O Quintal Coletivo opera na construção dessa ponte entre os microempreendedores e os clientes. “Por que não consumir de quem está do meu lado? O Quintal quer fazer justamente este negócio local chegar em pessoas da região. O apoio à economia local vem nesse sentido de fazer o dinheiro ficar na cidade, elevar o nível de desenvolvimento e dar voz aos produtores”, ressalta a proprietária do Quintal Coletivo, Isabelle Ebener.

Ecossistema de inovação

A professora Silvia Angélica destaca o papel crucial dos empreendedores ao injetar dinamismo em diversos mercados, especialmente o de alimentos frescos e perecíveis, como a maioria dos itens oferecidos pelo Quintal Coletivo. O empreendedorismo de Isabelle Ebener e Ana Carolina Basseto não apenas conecta outros empreendedores, mas também enriquece o cenário empreendedor de Botucatu e região.

Daniel Lopes, diretor do Parque Tecnológico de Botucatu, instituição que integra o poder público, as universidades e a iniciativa privada para promover a inovação na cidade, considera iniciativas empreendedoras como a do Quintal Coletivo fundamentais para o ambiente de inovação local.

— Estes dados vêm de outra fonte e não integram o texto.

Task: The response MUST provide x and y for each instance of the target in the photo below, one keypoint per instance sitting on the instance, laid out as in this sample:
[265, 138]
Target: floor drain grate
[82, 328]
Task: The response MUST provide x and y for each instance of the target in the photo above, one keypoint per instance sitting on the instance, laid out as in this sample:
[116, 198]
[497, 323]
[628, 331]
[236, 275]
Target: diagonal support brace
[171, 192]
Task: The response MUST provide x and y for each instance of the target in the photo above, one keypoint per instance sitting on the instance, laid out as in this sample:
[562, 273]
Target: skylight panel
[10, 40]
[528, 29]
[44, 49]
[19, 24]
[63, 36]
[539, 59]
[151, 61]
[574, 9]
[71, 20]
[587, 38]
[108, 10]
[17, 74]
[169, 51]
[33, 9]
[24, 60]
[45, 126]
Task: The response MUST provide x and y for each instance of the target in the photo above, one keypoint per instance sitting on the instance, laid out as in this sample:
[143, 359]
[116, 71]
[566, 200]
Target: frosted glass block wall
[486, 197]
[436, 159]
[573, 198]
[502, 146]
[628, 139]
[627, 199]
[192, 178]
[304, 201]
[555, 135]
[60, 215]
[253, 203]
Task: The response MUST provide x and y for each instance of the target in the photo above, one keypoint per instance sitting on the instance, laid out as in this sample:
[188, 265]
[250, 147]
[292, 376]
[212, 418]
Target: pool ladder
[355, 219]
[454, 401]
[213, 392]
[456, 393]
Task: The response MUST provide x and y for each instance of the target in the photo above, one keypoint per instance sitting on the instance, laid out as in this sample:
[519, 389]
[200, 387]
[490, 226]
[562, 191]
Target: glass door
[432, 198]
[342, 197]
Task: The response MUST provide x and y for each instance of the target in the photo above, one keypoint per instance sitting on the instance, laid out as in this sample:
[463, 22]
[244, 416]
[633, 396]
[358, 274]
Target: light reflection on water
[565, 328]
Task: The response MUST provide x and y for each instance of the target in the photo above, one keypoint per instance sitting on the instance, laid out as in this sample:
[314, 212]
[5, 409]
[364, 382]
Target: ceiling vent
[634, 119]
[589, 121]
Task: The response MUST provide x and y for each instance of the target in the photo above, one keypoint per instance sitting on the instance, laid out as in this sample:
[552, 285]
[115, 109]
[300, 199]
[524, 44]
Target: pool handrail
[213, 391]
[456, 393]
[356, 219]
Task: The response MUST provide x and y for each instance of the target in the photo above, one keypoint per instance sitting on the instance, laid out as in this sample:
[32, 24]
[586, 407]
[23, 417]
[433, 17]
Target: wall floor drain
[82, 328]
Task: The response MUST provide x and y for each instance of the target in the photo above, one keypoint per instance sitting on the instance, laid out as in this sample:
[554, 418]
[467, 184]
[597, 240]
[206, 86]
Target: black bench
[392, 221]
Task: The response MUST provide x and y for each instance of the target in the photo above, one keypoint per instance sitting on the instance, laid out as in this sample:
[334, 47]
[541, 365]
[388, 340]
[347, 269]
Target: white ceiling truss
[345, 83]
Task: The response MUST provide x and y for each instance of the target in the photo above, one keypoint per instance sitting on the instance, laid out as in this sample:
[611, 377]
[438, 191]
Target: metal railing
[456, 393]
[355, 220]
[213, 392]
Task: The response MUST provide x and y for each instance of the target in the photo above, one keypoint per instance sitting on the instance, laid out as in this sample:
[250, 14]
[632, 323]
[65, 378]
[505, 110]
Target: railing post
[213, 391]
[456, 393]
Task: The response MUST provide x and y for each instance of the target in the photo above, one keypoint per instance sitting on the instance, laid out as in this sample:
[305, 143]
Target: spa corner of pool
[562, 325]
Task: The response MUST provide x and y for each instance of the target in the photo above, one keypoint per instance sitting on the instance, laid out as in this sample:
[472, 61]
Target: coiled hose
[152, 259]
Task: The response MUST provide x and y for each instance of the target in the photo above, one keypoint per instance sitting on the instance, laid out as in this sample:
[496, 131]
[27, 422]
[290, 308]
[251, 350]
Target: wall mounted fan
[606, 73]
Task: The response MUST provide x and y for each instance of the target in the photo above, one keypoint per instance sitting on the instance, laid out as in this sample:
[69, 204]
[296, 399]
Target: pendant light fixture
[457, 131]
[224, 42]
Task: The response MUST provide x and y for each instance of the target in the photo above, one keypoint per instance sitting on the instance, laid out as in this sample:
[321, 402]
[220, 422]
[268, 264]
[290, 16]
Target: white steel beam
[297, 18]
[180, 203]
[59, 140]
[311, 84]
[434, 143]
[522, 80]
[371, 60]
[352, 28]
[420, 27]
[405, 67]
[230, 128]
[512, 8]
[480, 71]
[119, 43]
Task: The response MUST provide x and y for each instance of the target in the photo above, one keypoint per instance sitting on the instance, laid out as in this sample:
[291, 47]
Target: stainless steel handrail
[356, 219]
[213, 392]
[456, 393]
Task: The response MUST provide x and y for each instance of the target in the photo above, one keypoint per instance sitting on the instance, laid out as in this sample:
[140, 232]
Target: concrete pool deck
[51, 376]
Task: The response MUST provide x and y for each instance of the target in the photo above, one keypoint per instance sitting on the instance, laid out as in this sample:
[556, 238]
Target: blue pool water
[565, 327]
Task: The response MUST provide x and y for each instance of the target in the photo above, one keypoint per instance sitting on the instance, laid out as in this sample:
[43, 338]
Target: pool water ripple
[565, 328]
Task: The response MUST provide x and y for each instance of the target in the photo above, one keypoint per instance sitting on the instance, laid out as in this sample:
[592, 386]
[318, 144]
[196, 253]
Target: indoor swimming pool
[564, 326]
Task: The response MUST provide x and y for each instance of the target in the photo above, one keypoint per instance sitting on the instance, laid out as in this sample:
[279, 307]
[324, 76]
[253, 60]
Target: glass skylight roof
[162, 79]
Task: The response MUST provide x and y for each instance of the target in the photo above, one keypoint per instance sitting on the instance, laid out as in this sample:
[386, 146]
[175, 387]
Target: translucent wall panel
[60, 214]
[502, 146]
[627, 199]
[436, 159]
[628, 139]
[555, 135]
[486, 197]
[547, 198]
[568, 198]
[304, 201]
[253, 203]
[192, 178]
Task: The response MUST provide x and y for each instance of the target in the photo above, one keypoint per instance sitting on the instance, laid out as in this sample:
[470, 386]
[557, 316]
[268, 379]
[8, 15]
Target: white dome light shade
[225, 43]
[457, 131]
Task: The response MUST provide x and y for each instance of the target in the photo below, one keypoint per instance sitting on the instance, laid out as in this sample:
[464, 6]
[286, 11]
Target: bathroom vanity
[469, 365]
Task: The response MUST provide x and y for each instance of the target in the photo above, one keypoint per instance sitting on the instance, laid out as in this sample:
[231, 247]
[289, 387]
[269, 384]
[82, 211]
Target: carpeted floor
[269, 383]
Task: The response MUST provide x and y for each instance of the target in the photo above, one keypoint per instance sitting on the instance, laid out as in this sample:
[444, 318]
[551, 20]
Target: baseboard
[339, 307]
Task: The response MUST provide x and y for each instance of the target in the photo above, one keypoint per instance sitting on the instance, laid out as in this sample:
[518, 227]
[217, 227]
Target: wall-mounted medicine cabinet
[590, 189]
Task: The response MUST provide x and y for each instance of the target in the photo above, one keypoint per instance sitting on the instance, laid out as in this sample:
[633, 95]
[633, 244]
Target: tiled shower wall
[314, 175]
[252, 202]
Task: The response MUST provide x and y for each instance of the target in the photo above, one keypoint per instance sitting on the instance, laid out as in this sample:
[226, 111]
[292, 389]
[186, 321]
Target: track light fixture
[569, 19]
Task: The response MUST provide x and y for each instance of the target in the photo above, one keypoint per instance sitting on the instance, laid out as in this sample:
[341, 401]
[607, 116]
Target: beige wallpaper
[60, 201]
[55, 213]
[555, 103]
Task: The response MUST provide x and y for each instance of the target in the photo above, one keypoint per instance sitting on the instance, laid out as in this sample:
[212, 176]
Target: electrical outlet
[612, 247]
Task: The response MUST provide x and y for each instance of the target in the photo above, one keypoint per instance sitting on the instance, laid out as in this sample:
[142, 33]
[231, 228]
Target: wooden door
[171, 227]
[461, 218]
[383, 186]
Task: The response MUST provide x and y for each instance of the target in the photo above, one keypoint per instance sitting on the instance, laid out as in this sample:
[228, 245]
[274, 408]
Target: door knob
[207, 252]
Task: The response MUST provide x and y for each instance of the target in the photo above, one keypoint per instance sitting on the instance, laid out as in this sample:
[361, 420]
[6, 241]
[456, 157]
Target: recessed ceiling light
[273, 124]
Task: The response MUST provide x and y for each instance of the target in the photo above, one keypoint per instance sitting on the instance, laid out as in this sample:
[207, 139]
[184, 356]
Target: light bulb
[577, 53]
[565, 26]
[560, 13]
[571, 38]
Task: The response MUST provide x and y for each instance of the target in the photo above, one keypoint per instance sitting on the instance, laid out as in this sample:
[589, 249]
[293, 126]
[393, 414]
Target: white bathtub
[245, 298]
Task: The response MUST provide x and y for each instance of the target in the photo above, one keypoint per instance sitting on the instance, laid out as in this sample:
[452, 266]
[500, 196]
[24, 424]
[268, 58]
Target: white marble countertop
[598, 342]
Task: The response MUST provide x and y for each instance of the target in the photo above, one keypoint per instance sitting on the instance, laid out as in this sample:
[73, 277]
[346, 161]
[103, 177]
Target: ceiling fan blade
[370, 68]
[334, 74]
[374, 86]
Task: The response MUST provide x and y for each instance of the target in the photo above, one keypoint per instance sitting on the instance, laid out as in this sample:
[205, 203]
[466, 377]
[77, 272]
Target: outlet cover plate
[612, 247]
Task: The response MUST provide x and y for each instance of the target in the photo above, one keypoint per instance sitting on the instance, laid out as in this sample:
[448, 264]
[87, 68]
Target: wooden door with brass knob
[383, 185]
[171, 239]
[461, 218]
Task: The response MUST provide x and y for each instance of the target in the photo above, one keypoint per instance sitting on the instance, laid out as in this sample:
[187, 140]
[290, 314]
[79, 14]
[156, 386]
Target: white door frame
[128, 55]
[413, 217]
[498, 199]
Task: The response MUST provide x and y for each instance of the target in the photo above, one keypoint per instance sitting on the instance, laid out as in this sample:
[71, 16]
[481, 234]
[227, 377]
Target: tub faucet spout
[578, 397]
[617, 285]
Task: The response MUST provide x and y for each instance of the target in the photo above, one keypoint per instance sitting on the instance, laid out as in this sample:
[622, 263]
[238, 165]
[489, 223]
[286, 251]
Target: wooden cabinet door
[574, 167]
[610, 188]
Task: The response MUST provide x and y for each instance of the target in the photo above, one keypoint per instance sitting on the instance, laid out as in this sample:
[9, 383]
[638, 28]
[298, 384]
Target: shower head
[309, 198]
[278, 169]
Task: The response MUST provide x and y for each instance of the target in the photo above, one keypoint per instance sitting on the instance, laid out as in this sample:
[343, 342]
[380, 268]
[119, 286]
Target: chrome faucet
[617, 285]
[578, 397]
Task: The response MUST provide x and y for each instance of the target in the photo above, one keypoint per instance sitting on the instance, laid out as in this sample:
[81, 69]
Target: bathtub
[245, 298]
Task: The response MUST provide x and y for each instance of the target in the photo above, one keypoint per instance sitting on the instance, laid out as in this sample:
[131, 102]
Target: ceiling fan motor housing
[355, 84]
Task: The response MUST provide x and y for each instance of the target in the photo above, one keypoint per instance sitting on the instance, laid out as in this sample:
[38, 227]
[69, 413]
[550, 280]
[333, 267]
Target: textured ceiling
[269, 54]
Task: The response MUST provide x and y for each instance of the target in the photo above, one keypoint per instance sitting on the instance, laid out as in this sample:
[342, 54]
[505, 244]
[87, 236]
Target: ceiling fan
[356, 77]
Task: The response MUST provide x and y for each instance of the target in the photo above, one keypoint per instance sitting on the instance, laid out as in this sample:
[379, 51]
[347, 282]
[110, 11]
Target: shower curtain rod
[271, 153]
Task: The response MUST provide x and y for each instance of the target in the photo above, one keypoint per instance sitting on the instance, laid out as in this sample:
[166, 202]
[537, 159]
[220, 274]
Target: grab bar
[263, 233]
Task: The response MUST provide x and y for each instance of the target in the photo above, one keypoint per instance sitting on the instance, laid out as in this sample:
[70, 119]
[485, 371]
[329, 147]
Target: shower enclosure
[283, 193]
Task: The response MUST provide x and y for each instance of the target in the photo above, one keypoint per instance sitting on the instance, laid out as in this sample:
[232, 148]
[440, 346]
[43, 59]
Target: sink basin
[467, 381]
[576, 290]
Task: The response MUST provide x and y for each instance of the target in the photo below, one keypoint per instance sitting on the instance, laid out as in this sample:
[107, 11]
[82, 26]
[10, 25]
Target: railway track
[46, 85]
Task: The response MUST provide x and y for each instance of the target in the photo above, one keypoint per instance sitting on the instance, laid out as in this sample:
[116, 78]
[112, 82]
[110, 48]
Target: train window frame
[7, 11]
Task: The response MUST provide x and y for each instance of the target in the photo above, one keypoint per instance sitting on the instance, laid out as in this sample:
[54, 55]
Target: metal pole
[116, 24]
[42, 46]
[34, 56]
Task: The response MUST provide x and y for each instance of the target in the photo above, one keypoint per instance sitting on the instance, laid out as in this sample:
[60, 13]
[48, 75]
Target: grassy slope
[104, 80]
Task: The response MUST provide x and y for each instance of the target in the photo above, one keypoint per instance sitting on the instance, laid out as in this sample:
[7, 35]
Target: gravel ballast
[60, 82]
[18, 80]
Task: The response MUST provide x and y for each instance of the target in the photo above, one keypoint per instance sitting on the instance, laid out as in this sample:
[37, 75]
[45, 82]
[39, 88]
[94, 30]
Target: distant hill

Ele destaca: “O Quintal Coletivo não apenas impulsiona a economia local, mas também promove práticas sustentáveis e inovadoras que servem de exemplo para outras empresas e startups da região”.

As fundadoras do Quintal Coletivo compartilham desta visão, pois aspiram a expandir seu modelo de negócio para outras regiões do estado de São Paulo e até mesmo para todo o Brasil. Dessa maneira, será possível aumentar a rede de impacto desse padrão de consumo e estabelecer a valorização da produção de outras localidades.